I reckon slow, local, independent produce really is better, AND what better place to make a difference than at the kitchen table. Two things that come to mind when thinking on this subject and that have really inspired me, are Barbara Kingsolver’s ‘Animal, Vegetable, Miracle’, and the doucmentary ‘The Real Dirt on Farmer John’. You can watch the entire thing on youtube, but I recommend sitting back and watching it in better quality if you can find it.

I have 21 heirloom tomato plants growing in the back yard  – all descendants of a single tomato from last years harvest.. this guy:

Today’s project is to begin netting over this years crop before they start to ripen, fueling copious servings of Anthony Bourdain’s tomato salad and sparing none for the birds.

Once the lime zest confit is made, this is real low hanging fruit.
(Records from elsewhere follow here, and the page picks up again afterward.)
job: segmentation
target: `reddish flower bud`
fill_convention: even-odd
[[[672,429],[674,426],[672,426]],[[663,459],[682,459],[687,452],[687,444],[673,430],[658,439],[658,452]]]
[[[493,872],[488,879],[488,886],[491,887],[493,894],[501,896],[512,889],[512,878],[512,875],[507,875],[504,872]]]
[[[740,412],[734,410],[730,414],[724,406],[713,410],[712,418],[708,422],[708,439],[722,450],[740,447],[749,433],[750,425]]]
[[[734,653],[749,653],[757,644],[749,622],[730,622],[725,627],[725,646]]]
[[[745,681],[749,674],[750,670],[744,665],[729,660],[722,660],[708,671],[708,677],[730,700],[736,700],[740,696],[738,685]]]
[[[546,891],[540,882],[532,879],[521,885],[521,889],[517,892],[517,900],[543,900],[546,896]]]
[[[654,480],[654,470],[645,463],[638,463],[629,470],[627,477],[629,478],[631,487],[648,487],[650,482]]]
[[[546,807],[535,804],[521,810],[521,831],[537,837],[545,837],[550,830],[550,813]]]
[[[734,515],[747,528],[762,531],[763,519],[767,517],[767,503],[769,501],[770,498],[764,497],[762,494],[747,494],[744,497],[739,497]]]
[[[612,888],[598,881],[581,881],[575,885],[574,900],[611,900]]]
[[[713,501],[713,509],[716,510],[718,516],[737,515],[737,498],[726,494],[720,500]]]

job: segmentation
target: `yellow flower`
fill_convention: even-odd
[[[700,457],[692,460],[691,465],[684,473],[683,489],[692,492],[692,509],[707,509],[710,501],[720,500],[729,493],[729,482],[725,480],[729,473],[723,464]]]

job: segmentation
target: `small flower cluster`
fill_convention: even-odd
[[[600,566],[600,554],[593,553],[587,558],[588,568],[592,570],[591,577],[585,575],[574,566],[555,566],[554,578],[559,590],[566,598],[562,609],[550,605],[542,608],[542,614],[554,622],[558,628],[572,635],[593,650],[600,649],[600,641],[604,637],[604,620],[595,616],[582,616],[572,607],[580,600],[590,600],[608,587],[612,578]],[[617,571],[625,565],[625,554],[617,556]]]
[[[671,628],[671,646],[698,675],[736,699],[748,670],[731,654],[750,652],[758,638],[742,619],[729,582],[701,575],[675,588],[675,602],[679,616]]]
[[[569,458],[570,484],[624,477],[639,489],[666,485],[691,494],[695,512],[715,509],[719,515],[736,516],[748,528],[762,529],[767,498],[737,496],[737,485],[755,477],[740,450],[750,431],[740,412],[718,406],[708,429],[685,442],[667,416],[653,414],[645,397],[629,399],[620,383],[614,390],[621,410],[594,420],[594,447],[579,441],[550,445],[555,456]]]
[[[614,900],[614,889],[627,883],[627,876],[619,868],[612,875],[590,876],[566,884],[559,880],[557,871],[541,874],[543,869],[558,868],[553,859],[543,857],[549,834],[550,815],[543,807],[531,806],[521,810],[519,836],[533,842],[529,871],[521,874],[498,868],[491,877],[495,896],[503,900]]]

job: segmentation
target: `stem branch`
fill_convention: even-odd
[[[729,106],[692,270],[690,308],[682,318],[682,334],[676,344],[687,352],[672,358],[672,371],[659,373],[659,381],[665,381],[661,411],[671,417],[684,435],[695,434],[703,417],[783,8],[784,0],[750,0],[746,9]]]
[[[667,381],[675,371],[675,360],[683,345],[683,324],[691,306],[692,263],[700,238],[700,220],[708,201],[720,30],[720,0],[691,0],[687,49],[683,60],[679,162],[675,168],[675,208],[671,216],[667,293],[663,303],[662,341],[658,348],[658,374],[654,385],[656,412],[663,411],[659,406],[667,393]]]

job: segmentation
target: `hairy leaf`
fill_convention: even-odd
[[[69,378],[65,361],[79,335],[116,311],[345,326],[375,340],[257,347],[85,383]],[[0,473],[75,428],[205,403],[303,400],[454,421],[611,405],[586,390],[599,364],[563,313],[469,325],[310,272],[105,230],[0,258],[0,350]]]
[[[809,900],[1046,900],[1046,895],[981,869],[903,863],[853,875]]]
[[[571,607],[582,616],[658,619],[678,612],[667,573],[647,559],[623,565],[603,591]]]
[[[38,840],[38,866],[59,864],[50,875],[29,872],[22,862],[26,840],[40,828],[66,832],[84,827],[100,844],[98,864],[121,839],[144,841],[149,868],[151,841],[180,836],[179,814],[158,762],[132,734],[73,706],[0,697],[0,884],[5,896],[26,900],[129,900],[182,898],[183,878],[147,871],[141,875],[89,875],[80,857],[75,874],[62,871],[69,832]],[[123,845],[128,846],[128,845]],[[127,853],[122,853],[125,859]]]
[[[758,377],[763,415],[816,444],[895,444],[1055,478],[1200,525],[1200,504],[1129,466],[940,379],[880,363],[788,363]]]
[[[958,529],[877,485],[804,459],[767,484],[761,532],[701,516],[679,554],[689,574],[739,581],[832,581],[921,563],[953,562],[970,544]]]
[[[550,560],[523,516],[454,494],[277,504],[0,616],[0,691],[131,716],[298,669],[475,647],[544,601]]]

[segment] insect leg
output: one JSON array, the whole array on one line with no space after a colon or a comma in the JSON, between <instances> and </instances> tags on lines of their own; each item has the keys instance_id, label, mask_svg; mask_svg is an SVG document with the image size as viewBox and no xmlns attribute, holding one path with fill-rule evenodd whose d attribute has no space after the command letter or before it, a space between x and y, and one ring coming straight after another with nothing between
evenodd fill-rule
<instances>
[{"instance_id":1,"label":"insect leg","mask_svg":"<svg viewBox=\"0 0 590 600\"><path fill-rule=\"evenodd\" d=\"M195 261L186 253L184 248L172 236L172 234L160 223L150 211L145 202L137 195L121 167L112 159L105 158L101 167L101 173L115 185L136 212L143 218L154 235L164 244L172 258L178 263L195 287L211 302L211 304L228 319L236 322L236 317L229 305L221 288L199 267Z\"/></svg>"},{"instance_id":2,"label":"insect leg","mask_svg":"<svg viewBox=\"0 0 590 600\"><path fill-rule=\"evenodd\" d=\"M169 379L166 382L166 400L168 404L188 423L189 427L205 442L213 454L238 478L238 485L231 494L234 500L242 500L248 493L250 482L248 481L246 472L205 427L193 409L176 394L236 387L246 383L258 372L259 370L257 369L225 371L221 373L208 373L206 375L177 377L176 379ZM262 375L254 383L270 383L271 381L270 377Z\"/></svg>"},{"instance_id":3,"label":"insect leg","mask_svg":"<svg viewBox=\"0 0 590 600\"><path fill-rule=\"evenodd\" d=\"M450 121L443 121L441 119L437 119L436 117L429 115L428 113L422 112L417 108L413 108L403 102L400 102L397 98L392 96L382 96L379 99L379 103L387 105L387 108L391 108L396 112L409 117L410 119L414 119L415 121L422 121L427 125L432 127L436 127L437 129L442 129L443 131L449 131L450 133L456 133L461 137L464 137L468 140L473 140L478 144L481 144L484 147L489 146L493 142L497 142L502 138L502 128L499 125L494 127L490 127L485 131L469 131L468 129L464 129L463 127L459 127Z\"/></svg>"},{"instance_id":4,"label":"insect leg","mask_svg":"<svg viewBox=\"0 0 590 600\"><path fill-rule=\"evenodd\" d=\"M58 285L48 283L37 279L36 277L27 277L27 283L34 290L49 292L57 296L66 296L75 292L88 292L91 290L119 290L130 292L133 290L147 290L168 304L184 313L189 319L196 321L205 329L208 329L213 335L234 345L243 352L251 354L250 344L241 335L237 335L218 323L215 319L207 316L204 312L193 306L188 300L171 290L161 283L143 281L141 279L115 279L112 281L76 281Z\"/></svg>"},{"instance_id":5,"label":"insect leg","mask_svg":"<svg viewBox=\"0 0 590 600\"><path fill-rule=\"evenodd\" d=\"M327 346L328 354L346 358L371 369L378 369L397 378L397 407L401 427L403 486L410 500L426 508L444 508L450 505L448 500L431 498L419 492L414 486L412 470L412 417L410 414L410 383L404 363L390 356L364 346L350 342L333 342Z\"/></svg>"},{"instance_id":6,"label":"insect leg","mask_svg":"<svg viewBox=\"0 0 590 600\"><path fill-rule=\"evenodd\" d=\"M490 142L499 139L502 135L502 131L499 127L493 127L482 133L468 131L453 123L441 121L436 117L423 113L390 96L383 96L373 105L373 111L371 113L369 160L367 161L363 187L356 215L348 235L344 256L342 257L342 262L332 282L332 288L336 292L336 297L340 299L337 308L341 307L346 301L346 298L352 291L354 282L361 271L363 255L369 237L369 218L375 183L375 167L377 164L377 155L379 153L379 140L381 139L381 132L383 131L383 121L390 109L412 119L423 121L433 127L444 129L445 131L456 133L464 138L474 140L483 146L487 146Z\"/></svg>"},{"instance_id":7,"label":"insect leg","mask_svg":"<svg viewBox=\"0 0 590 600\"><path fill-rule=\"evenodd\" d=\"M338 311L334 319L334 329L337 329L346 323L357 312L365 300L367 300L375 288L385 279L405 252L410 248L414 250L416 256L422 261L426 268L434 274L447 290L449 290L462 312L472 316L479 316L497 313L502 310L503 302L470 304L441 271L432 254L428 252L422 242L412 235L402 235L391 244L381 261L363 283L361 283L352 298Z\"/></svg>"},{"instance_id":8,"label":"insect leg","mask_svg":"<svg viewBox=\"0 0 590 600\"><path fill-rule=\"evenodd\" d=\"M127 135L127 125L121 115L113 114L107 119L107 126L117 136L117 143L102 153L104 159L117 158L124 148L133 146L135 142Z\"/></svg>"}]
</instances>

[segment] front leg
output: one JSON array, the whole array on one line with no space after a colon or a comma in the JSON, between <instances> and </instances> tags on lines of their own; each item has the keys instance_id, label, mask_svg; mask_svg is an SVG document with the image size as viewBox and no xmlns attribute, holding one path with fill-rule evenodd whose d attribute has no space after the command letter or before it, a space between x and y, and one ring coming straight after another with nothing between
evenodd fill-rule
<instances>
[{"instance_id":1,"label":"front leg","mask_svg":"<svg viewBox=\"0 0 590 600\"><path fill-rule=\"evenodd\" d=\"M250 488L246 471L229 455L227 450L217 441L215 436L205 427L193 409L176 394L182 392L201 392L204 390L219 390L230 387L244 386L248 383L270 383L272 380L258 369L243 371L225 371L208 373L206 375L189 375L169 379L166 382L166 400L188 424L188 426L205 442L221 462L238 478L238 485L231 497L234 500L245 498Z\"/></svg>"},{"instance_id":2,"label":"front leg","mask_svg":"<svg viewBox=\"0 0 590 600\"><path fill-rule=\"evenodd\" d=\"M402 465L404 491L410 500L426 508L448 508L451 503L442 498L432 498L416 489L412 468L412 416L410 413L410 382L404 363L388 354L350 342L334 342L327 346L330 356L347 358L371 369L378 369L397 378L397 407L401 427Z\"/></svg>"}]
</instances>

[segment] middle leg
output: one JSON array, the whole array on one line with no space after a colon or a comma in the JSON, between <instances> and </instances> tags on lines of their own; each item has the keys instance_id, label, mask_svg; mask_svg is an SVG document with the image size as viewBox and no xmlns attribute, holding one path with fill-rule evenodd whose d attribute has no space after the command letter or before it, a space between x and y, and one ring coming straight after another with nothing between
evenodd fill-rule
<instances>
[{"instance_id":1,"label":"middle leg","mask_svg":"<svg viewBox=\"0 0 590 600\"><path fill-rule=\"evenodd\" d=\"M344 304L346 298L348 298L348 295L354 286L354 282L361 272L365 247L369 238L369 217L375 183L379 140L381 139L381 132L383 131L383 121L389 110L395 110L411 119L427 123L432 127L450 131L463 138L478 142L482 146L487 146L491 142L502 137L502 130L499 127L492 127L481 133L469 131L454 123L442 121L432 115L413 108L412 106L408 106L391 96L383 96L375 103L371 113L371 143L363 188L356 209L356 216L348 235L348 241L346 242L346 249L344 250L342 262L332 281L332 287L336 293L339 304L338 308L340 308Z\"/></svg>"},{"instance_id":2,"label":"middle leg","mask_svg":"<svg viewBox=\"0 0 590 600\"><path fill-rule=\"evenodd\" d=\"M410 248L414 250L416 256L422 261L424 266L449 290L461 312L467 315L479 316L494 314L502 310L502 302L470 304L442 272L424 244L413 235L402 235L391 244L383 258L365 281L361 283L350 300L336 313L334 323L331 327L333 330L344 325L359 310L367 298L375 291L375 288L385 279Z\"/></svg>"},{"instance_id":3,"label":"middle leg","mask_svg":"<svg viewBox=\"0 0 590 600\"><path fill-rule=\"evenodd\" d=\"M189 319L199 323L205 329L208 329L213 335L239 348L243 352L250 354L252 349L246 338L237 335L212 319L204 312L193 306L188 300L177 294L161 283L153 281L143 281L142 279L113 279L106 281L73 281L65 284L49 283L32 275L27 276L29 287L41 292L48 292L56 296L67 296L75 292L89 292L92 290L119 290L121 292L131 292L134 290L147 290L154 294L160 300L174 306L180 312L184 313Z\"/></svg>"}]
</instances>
The first recipe in the book to take under an hour.. it took about 5 minutes. I didnt have any sour cream or crème fraîche to go with them but they were delicious as is. Super simple and very limey, sweet, minty, zingy blueberries.

Interesting that this is such a simple dessert, yet the accompanying photo in the book is a modification of the method. It clearly has chiffonaded lime zest (from the previous recipe) and appears to have been sprinkled with a crust of sugar before serving.

I’ll be making this one again before blueberry season is out.